Values v. Religious Beliefs (a/k/a Why Readers Ask About Cyril)

Last week in Questions, Abortion, and The Awakening Series I said that this week I'd write about why Cyril was my favorite character in The Awakening (after Tara, the protagonist). And I will talk about that, but first I want to say a few things about my mom and about religion, which will take us back to Cyril. 

My mother was 42 years older than me.

She grew up in a time when questioning church authorities simply wasn’t done. She and my dad memorized doctrine as children. They didn’t talk about what it meant or why it had been decided the way it had, and they certainly weren’t asked whether they agreed with it.

My parents as adults weren’t against talking about issues or examining their faith. They found it interesting to look at what was said in the Bible and what it might mean. They encouraged us to think about moral and ethical questions.

All the same, there were certain aspects of faith that for my mom were not negotiable or open to question.

I remember her once telling me, “Your problem is you ask too many questions.”

Personal Support And Comfort:

Part of the reason the Church meant so much to my mother was that it was a great source of comfort for her throughout her life. When she hit hard times, praying was one way she found to deal with them. Also, the Church had a structure and a predictability that she found comfort and beauty in.

For that and other reasons her religion was very personal to her and very important, and it was hard for her to understand anyone (especially an “anyone” who was her child) who didn’t share that feeling or belief.

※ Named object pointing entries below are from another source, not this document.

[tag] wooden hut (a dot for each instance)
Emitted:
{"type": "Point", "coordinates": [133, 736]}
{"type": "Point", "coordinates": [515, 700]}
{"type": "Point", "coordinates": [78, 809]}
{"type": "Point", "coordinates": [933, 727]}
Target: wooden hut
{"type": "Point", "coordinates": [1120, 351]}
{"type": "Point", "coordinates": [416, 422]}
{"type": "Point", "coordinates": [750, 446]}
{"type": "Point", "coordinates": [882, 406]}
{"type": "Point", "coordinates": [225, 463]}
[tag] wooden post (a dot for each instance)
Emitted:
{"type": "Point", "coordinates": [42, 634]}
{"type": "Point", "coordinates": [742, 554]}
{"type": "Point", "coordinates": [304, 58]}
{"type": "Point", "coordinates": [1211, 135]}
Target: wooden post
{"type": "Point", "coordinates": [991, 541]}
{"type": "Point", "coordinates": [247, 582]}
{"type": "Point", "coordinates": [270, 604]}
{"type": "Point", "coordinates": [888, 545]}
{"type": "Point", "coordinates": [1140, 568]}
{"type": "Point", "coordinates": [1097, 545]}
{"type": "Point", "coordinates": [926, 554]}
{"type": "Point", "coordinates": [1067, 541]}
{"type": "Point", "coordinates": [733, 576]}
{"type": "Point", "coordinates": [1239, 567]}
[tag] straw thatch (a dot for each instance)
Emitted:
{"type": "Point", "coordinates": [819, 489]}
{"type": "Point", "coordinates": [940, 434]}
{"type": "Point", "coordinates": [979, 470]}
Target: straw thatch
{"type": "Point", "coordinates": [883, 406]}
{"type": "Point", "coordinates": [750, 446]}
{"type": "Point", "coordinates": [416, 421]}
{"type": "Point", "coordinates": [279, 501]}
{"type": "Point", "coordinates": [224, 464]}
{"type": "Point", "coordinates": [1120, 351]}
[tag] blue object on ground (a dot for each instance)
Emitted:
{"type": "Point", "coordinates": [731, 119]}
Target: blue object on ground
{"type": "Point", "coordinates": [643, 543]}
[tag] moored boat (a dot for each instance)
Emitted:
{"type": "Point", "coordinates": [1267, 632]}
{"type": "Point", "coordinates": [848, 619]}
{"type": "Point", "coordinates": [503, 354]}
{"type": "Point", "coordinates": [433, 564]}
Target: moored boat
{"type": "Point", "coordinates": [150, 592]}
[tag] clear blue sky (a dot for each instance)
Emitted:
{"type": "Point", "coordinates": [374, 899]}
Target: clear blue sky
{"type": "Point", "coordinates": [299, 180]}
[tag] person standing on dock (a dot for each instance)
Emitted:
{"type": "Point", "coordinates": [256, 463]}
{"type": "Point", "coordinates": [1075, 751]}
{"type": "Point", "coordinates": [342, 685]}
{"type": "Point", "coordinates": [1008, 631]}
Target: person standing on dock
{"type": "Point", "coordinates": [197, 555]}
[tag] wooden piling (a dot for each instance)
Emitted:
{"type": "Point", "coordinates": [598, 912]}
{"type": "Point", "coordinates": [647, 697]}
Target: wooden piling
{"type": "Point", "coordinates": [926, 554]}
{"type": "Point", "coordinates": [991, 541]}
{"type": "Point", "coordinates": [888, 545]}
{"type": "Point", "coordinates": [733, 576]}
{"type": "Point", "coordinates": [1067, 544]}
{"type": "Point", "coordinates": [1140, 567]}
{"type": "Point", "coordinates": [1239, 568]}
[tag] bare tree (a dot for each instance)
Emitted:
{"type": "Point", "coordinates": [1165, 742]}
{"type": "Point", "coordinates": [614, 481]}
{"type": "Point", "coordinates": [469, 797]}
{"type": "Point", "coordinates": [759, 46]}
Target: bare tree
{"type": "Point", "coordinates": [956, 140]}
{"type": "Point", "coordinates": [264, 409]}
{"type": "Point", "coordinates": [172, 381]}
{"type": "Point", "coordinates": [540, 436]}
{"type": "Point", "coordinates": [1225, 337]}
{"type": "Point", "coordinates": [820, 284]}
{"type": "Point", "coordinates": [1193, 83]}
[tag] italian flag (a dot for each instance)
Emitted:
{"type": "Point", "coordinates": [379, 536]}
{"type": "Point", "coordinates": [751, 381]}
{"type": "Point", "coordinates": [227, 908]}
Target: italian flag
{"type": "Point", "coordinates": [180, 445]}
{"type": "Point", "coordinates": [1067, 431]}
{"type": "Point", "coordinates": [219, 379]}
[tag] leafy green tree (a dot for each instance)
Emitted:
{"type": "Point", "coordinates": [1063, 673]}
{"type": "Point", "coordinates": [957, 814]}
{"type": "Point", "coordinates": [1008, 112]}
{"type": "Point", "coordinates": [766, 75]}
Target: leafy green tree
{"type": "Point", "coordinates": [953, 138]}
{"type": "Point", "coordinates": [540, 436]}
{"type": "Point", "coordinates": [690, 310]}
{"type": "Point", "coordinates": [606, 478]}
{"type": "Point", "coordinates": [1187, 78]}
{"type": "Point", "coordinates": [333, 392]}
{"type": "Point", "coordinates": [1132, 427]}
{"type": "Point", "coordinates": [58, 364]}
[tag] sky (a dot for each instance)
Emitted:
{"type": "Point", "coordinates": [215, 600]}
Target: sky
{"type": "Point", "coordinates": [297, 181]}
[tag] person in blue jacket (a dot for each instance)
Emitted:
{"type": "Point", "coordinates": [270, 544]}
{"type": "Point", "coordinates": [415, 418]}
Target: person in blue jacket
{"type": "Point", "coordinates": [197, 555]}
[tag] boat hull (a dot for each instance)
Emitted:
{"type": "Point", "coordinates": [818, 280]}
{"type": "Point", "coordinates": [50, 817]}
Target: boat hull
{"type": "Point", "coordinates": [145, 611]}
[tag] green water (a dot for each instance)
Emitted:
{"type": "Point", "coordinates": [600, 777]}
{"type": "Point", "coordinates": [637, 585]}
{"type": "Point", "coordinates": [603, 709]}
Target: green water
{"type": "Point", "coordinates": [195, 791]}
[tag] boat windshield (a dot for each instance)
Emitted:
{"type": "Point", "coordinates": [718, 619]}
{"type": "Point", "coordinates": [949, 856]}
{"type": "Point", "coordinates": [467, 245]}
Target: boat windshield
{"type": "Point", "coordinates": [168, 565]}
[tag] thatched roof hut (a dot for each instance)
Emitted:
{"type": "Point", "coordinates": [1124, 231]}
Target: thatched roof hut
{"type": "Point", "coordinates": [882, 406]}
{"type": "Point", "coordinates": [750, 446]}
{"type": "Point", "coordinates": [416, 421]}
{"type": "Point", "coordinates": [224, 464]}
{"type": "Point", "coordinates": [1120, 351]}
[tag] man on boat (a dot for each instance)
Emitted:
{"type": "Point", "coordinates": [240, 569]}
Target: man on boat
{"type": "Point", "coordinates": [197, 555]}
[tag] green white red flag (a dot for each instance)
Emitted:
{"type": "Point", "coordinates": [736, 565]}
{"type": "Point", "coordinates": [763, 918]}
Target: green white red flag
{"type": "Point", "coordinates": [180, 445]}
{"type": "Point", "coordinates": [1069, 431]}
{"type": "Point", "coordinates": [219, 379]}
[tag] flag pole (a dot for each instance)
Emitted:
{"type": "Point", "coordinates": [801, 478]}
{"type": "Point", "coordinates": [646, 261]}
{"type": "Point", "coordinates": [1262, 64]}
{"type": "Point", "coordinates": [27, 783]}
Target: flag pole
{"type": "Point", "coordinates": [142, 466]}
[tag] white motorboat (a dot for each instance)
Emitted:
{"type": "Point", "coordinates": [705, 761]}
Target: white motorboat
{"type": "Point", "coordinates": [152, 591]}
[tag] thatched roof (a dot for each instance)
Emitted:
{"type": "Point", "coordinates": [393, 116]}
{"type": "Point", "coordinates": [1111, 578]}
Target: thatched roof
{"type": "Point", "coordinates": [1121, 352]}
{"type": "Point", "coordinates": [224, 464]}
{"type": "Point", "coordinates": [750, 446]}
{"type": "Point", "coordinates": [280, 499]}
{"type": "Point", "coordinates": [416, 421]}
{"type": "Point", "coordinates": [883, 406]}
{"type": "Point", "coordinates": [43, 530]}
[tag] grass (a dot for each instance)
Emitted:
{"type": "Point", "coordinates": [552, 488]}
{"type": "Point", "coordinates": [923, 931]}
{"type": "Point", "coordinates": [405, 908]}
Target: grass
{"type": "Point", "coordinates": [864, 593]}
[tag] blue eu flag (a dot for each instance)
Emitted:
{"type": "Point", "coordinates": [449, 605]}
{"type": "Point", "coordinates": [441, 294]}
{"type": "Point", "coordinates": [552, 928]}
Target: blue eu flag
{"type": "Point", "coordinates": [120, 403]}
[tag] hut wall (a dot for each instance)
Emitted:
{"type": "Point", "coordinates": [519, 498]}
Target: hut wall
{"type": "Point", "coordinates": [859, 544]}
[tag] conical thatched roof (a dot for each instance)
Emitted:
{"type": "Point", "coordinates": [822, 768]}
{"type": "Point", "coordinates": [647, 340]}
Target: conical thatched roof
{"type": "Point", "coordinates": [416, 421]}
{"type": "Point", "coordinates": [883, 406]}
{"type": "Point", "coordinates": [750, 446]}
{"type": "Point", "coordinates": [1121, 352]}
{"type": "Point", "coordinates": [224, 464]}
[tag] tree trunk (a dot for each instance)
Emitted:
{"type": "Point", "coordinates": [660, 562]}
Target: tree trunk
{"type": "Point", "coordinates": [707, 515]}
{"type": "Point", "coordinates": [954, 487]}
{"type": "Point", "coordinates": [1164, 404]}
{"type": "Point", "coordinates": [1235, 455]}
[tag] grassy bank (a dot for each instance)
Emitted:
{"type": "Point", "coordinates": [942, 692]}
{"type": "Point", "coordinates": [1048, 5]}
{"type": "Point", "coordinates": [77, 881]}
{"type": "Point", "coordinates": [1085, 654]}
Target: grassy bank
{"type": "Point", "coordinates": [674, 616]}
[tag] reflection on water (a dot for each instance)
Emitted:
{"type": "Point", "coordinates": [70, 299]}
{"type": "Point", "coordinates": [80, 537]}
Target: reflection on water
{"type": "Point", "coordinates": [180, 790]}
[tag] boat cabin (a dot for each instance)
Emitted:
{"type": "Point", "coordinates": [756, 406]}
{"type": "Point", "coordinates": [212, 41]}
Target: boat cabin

Some of my mom’s feelings for religion are reflected in Cyril Woods, the initial love interest/antagonist I created for Tara. While Cyril’s experiences are vastly different from my mother’s, he too has a very personal connection with his religious beliefs.

Cyril And Religion:

Cyril joins a religious brotherhood because a man who serves as a mentor to him urges him to do so. This mentor saves Cyril from becoming a very troubled and perhaps violent young man. Cyril connects his better life with the man’s religious beliefs. That’s why he finds it so hard when he begins to question those beliefs.

It feels to him as if he is abandoning the man who helped him so much.

Conflicts Between The Heart And Faith:

Cyril’s love for and admiration of Tara eventually becomes a huge challenge to his faith. Before Tara, everything his religious order required of him fit with Cyril’s own personal values.

But when his superiors begin to see Tara as an enemy, Cyril is at a loss.

He has been an actual soldier, serving in the Armed Forces, and he sees himself as a soldier still. In fact, he tells Tara he is a “soldier for our Lord.”

Being a soldier means following orders without question because that is the only way the military can operate efficiently.

So at first Cyril listens to his superiors despite his misgivings. Next, he becomes determined to convince them that they are wrong. That in itself is a big leap for him, and he is uncomfortable with it.

Later he is so uncomfortable that he turns on Tara in an awful and almost unforgivable way. While he blames her outwardly, inside he feels that he is weak and a failure because he can’t reconcile the disconnect between his religious faith and his feelings for her. He’s also not yet willing to examine his own beliefs and choose them (or not) for himself.

Finally, all of it is mixed up with his gratitude to his mentor and his fear that his mentor will no longer be there for him if he changes his religious beliefs.

These types of conflicts are real ones that real people face.

Almost everyone has had times when a belief they held was severely challenged by a tragic life event or even a happy life event.

I believe this is why Cyril is the character about whom I get the most reader questions and emails. Readers who haven’t finished the series nearly always say they can’t wait to find out what happens to him.

I can’t say where he ends up without spoiling his ending for those who have not yet read The Illumination. But I will say that I believe Cyril is a good person and always was. He simply had a long road before he figured out what he believed.